Sobers was in magnificent form with the bat on the first day. Although moving slowly to 80, he launched a tremendous attack on the Australians when the new ball was taken after tea and scored 72 in as many minutes.
Australia, replying to the West Indies total of 339, lost Simpson and Harvey cheaply to Hall and, despite a good innings by O'Neill, collapsed early on the third day, three wickets falling to Gibbs in four balls.
West Indies, leading by 137, began their second innings badly, Hunte, Kanhai and Sobers leaving to Davidson for 22, but Worrell and Smith restored the position with a delightful fourth-wicket century partnership in sixty-seven minutes.
The Australian attack, weakened by the absence of Davidson (strained leg muscle) and Meckiff (back injury) on the fourth day, suffered at the hands of the later West Indies batsmen, especially Alexander, who hit a chanceless century -- his first in Test cricket -- with powerful pulls and drives.

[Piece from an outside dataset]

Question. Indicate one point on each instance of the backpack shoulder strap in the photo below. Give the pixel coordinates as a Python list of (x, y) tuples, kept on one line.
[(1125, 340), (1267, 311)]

Australia were left the mammoth task of scoring 464 to win but the batting by Harvey and O'Neill made a revival possible. Gibbs, however, dispelled their hopes on the fifth morning by taking four wickets for two runs in a spell of 27 balls. As in their first innings, the Australian batsmen completely failed to counter the spin bowlers on a helpful pitch, and the last eight wickets fell for the addition of 59 runs during the last day.